BORIS Johnson has denied any decision has been made on vaccine passports, which means they are a nailed-on certainty. But where will they allow you to go? 

1: The pub, where you will join fellow passport holders in a boozy, Covid- and child-free heaven that you will refuse to ever leave

2: A restaurant, where the sheer joy of some other bastard cooking for you will see you order a starter, a main, another starter, another main, a dessert, and f**k it, another starter

3: A football stadium, which will once again echo with boring and unpleasant chants about players who preferred it quiet so they could concentrate

4: The theatre, where you will reflect that you hadn’t really missed it and telly is better

5: A gig, where you will be so excited you’ll get shitfaced during the support act and pass out before the band and it’ll still be the best night you’ve had in a year

6: A music festival, where you will consume a year’s worth of drugs watching an utterly haphazard, pieced-together line-up and have the best time of your life

7: A care home, where you will strangely do high-fives with your gran

8: A hospital’s Covid ward, because why not? 
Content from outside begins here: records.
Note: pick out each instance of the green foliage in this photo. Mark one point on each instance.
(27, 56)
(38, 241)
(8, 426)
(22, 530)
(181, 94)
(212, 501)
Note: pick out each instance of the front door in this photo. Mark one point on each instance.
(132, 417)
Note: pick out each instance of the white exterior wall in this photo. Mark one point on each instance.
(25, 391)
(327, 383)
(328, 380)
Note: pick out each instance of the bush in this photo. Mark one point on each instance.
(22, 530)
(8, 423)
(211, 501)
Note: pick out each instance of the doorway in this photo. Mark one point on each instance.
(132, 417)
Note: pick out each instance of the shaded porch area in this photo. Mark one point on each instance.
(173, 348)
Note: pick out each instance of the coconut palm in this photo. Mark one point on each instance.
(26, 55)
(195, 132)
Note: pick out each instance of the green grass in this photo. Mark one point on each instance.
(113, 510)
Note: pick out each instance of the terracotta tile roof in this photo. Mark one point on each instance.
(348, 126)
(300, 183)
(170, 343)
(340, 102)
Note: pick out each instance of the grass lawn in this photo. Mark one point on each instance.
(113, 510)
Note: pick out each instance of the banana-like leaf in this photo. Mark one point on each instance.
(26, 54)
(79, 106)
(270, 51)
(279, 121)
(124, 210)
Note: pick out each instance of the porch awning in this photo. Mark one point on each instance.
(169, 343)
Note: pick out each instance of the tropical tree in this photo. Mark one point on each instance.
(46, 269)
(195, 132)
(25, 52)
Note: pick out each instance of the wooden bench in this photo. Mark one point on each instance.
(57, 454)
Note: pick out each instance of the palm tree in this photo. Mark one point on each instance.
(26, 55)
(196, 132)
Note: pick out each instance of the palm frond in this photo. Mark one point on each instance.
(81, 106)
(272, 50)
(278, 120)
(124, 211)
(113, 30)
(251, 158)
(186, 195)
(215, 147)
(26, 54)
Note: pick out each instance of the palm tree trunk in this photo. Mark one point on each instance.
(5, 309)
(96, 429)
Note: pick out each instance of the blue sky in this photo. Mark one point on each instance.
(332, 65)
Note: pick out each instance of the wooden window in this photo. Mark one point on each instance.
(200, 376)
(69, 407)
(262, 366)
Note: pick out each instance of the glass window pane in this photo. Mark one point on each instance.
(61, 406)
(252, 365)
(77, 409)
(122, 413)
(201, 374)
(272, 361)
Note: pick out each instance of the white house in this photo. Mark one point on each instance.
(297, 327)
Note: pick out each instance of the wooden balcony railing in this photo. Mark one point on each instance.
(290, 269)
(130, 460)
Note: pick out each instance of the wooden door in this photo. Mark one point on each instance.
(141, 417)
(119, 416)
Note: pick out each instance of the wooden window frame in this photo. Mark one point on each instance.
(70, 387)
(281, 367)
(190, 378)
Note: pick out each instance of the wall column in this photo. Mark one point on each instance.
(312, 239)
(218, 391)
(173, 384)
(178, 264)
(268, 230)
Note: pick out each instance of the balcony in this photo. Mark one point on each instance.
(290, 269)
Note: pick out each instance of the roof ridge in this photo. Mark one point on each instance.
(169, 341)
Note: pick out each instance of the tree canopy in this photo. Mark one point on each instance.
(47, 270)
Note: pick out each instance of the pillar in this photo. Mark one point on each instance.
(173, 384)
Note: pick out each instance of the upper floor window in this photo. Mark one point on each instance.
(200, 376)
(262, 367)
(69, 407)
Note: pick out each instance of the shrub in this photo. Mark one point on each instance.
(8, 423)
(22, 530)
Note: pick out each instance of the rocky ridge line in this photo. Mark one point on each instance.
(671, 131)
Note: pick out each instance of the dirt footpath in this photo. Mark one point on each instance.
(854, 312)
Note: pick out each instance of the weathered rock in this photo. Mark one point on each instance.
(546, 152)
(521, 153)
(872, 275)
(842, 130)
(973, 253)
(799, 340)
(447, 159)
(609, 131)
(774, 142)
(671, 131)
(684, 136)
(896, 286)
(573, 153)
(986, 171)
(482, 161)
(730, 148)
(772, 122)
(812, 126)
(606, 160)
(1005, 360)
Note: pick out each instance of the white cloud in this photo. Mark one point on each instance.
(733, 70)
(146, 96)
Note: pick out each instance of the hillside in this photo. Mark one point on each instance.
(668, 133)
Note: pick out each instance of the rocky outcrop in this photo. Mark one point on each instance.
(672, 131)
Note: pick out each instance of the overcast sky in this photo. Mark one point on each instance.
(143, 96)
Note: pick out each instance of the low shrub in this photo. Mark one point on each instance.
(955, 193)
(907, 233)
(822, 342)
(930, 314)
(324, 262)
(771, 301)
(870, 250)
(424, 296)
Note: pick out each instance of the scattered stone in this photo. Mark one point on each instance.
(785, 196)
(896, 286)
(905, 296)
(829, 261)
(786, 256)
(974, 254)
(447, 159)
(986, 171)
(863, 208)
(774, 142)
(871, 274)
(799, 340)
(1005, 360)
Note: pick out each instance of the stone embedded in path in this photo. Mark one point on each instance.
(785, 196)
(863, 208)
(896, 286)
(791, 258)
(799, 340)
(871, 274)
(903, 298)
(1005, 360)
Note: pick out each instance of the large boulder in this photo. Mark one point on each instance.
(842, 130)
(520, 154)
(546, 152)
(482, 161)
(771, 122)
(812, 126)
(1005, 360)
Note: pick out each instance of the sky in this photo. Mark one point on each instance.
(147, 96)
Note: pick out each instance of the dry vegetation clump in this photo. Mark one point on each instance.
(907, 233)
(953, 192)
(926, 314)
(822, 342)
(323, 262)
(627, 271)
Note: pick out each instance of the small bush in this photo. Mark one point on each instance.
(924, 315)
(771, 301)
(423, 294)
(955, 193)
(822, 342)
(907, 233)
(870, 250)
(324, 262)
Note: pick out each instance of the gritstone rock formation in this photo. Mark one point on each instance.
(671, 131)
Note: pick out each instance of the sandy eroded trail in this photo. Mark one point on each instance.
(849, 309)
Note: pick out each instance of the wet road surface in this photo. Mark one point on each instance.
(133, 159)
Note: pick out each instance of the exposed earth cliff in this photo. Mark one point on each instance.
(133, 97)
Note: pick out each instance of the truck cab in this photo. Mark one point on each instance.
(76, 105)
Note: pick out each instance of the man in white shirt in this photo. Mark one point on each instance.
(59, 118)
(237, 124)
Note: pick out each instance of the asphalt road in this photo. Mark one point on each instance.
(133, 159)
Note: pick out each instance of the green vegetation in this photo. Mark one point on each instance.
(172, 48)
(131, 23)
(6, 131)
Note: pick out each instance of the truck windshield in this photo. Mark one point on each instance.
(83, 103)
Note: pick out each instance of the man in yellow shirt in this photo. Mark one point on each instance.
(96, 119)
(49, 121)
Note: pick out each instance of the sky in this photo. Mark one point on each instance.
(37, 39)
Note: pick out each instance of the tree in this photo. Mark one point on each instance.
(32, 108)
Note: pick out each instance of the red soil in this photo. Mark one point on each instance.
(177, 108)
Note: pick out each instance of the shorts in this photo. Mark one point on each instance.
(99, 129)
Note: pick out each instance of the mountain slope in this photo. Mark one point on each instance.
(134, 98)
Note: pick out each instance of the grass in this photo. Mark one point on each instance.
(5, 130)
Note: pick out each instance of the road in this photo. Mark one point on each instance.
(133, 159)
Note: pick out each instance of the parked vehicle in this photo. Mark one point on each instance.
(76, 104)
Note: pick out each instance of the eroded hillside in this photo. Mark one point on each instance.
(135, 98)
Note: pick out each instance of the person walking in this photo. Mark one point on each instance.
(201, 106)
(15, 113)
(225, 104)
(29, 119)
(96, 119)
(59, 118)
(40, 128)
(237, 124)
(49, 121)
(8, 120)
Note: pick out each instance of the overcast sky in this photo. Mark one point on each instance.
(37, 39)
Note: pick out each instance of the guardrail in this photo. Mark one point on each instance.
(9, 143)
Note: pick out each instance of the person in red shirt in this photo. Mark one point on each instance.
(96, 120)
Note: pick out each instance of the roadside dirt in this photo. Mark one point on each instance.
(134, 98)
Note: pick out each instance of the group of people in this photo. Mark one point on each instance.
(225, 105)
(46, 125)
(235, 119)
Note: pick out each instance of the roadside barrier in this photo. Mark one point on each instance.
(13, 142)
9: A shopping centre in a Midlands town because now nothing can hurt you, not even a knackering, boring trudge round the shops and pensioners on mobility scooters

10: A packed lift in said shopping centre, where you admit that you’re running out of new places to go now

11: Your next-door neighbour’s front room whether they want you to or not, where you can mock them for not having a passport and stay as long as you like and there’s nothing they can do about it, probably

12: Wales, if you’re so inclined

13: Scotland, unless the SNP gets really f**ked off and builds a wall around it

14: Barnard Castle, to see what all the fuss is about

15: Whichever countries will have us and which we’re desperate enough to keep doing business with, so basically Dubai, or Saudi Arabia for a holiday that’s a bit different

16: The office. Shit. Oh f**king hell. You wish you hadn’t got a passport now.